Felton was also a star pitcher for the Harvard baseball team for three years from 1911–1913. In May 1913, Felton pitched a one-hit shutout against Amherst College. The New York Times reported on the game as follows: "Harvard shut out Amherst, 5 to 0, this afternoon because of the masterful pitching of Sam Felton, the former football end rush and punter. Felton held the visitors to one single, this being made in the first inning by Kimball, Amherst's first batter to face Felton. Kimball's hit was a scratch, being nearly smothered by Capt. Wingate ..." Felton's pitching also helped lead Harvard to win the series against Yale in 1913, and the team presented Felton.

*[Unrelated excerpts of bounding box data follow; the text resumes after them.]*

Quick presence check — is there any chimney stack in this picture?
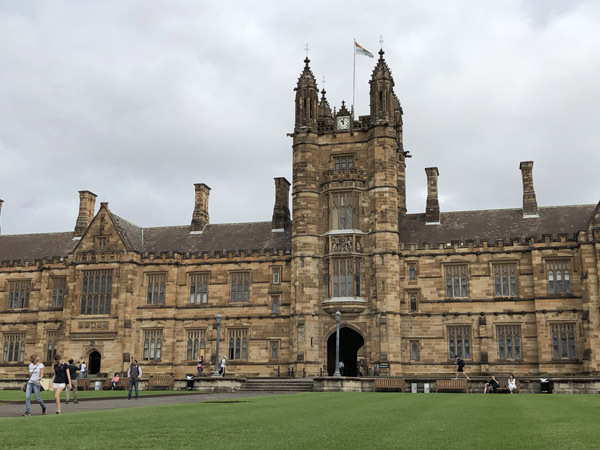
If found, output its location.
[191,183,210,231]
[519,161,539,217]
[425,167,440,223]
[75,191,98,237]
[271,177,290,230]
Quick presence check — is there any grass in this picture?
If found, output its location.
[0,389,197,404]
[0,393,600,450]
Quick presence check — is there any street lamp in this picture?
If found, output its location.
[333,311,342,377]
[213,314,221,377]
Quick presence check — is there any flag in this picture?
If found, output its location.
[354,41,373,58]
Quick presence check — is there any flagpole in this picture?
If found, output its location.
[352,38,356,121]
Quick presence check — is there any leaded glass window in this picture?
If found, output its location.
[2,333,25,362]
[186,330,206,360]
[546,260,571,295]
[229,328,248,360]
[231,272,250,303]
[446,264,468,298]
[146,273,167,305]
[8,280,31,309]
[448,325,471,359]
[190,273,208,305]
[497,325,521,360]
[81,270,113,314]
[552,323,577,359]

Upon his graduation from Harvard in 1913, Connie Mack offered Felton a three-year contract to pitch for the Philadelphia Athletics for $15,000 per year. The offer was a record for a collegiate player and was turned down by Felton. Felton declined the offer to return to his home in Haverford, Pennsylvania and pursue a career in business. The Washington Post reported on the offer as follows:"Manager Mack, of the Athletics, usually regarded as one of the most conservative bidders for ball players, recently made a record offer for a college player, and, after striving as he has never before done, failed to gain the coveted contract. This much sought collegian, whom Mack thinks would have made one of the greatest pitchers In the history of the game, is Samuel Felton, football and baseball star at Harvard for three years. Within the past month Mack offered Felton a flat contract of $15,000 for three years, agreeing to permit him to make his own terms and giving him the option of an unconditional release should he tire of professional ball, but the persuasion of the Athletics' manager failed. Felton, who lives at Haverford, Pa., comes of a wealthy family, and does not have to play ball for a living, besides being actively engaged in business here."

In October 1914, the Harvard baseball team presented Felton with a silver loving cup for his contributions to Harvard's success. On the day before his wedding in October 1913, The New York Times reported that Harvard's undergraduates "jammed the Union" to give Felton "a rousing send-off."

In 1921, he was selected to serve on the Harvard baseball team's advisory staff.